Recente trabalho do renomado sociólogo norte-americano ROBERT MAC IVER, de 1948, confirma o fato de, nas classes sociais inferiores, haver uma considerável freqüência de abandono do lar conjugal como substituto para o divórcio, naquele país (Sex and Social Attitudes”, na coletânea “About the Kinsey Report”, página 91).

Êste estado de coisas é fértil em danosas conseqüências, sendo, êle próprio, o produto de uma deplorável série de fatôres. Escreve MONICA PEARSON em seu artigo “Por que a mulher mudou tanto?”, ao esboçar, com rude franqueza, alguns daqueles fatôres, assim como as conseqüências: “Um dos maiores perigos para o mundo atual é a mulher que esquece que é mãe e espôsa e troca seus deveres sagrados por uma vida artificial, descuidando-se do espôso e dos filhos. Quando assim procede, começa a desagregação de uma família, que resvala cada vez mais para o abismo, culminando tudo, ou num tribunal de família, para a decretação do divórcio, ou num tribunal de delinqüência juvenil, que julga muitas vêzes uma criança mais vítima do que ré”.

Em recentes pesquisas, SHELDON e GLUECK, da Universidade de Harvard, mostraram que a maioria dos meninos delinqüentes vêm de lares desfeitos pelo divórcio ou pela separação (“Unravelling the Threads of Juvenile Delinquency”, 1950, Ed. The Commonwealth Fund, New York).

FATORES DO DIVORCISMO

Os fatôres que contribuem para a elevada percentagem de divórcios nos Estados Unidos, podem dividir-se em legais e sociológicos.

Advirtamos, preliminarmente, que o divórcio, nos Estados Unidos, sempre exigiu teòricamente um fundamento legal, baseado na culpa do outro cônjuge: infidelidade conjugal, abandono do lar, sevícia, etc.
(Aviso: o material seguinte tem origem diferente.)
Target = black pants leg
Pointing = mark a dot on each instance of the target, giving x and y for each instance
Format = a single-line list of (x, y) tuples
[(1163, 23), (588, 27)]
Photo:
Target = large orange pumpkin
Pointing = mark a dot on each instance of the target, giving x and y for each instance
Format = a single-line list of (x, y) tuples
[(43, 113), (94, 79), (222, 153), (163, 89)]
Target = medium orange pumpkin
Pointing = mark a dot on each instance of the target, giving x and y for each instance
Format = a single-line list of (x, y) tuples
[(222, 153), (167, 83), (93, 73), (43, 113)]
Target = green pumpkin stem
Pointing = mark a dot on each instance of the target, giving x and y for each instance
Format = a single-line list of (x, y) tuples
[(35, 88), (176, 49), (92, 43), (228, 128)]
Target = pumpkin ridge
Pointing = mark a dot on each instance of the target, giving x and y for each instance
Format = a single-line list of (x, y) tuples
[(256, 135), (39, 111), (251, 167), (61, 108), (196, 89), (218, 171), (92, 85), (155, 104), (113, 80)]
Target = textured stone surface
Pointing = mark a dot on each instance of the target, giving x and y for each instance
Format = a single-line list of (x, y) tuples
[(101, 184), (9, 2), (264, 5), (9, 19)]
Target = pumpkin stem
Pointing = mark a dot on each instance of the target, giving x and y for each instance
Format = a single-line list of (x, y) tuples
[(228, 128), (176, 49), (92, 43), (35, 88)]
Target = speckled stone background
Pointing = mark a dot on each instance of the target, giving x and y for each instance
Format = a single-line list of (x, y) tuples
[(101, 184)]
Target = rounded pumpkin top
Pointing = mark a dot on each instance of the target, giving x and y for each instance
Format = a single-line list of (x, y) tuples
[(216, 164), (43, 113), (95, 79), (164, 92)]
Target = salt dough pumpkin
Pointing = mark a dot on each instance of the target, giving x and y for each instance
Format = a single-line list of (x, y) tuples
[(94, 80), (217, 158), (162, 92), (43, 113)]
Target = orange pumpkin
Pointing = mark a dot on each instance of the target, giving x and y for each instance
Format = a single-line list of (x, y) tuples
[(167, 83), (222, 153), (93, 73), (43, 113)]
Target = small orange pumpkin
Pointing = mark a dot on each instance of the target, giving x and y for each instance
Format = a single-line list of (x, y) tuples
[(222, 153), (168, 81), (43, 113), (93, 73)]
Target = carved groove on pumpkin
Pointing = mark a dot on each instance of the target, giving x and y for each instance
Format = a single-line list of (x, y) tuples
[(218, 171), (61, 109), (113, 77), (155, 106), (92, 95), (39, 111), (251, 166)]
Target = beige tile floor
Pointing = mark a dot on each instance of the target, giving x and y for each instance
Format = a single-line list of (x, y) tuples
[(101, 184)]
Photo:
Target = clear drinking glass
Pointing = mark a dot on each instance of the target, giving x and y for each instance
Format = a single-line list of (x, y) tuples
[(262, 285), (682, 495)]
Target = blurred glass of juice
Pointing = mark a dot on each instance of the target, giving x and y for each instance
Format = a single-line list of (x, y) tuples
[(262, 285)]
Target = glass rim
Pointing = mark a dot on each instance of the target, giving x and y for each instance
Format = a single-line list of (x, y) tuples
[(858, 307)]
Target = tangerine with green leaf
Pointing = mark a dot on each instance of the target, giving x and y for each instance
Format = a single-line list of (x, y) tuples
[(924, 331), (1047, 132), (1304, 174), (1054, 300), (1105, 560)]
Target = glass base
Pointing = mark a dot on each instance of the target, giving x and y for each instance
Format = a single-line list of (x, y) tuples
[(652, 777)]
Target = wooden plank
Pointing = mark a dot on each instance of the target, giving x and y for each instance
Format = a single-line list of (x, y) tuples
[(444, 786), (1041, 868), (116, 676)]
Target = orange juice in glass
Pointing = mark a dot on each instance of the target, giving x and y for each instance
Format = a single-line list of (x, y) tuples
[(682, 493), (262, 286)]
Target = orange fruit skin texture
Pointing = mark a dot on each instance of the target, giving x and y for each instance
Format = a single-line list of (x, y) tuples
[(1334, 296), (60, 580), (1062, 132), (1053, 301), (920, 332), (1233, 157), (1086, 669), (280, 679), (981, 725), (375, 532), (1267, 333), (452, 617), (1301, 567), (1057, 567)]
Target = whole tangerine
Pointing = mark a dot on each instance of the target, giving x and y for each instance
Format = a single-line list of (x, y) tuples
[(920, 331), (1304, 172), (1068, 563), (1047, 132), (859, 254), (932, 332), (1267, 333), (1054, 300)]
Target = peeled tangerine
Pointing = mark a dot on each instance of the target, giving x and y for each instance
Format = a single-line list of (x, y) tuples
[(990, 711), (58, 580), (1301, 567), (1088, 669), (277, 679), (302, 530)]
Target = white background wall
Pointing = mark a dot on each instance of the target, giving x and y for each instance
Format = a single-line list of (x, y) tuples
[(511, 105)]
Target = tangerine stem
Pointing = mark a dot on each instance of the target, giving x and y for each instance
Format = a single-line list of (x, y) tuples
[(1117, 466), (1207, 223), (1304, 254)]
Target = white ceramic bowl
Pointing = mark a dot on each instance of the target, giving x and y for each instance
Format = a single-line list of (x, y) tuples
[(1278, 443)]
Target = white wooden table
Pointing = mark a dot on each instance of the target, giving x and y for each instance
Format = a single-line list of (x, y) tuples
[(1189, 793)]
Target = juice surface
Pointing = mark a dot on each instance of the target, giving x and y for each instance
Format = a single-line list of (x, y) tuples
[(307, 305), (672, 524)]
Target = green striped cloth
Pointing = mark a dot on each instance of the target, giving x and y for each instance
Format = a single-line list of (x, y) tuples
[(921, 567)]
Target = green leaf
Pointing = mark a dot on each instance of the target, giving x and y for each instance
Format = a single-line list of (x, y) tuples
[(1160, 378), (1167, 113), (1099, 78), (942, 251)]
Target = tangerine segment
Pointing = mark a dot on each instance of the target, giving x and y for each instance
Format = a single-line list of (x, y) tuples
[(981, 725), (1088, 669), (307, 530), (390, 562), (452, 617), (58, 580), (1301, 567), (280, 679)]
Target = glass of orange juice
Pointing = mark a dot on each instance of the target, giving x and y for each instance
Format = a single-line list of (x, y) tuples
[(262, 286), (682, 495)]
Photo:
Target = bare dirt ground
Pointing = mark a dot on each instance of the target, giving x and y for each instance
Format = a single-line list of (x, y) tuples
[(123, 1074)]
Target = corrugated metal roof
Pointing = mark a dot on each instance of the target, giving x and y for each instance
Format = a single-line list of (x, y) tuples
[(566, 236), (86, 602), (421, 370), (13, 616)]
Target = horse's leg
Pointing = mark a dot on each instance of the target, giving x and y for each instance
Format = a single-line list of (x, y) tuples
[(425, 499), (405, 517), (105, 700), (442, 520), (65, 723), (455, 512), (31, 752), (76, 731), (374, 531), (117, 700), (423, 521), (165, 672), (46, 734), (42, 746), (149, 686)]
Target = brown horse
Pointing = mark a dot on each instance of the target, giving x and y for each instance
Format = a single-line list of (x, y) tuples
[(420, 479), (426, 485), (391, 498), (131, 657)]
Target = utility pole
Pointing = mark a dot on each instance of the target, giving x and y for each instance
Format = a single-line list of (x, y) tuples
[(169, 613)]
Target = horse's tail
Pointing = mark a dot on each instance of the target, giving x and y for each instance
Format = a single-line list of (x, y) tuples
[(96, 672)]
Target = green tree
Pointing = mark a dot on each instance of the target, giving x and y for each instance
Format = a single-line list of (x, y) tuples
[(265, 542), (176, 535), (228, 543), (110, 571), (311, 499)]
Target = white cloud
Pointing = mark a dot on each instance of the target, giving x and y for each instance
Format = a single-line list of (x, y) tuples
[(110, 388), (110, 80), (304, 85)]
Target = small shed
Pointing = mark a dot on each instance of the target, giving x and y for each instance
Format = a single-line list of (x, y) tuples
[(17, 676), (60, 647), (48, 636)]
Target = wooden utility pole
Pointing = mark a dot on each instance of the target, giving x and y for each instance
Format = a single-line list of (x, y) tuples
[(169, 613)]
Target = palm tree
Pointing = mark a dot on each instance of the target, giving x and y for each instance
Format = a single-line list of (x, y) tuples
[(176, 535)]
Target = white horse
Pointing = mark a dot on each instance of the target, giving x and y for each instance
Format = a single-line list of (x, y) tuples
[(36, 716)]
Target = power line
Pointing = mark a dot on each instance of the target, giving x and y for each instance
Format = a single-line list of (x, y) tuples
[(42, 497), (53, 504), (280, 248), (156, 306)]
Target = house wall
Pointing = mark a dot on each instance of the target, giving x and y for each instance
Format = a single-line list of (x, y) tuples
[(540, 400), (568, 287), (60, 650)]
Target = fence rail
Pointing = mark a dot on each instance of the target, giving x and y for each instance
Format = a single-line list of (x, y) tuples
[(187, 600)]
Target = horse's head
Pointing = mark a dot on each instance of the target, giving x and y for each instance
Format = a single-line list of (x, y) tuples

Antes da sua independência (1776), estavam os americanos sujeitos às leis inglêsas sôbre divórcio. Nos tempos coloniais, o único meio legal de dissolver um matrimônio, quando surgia motivo tão grave como o adultério ou a crueldade, era por um decreto da Assembléia Legislativa colonial. Mas, de fato, as uniões conjugais daqueles tempos eram duráveis e não se rompiam senão pela morte. Com o advento da independência, a maioria dos Estados, depois de certo tempo, suprimiu a Intervenção das Assembléias Legislativas, e a decretação do divórcio foi confiada aos tribunais (cf. “Encyclopedia Britannica”, edição de 1953, artigo “Divorce”, vol. 7, página 458; AUGUSTE CARLIER, “Le Mariage aux Etats Unis”, 1860, págs. 8-9 e 165). E aos poucos surgia a endemia divorcista, que tantos males tem acarretado ao país.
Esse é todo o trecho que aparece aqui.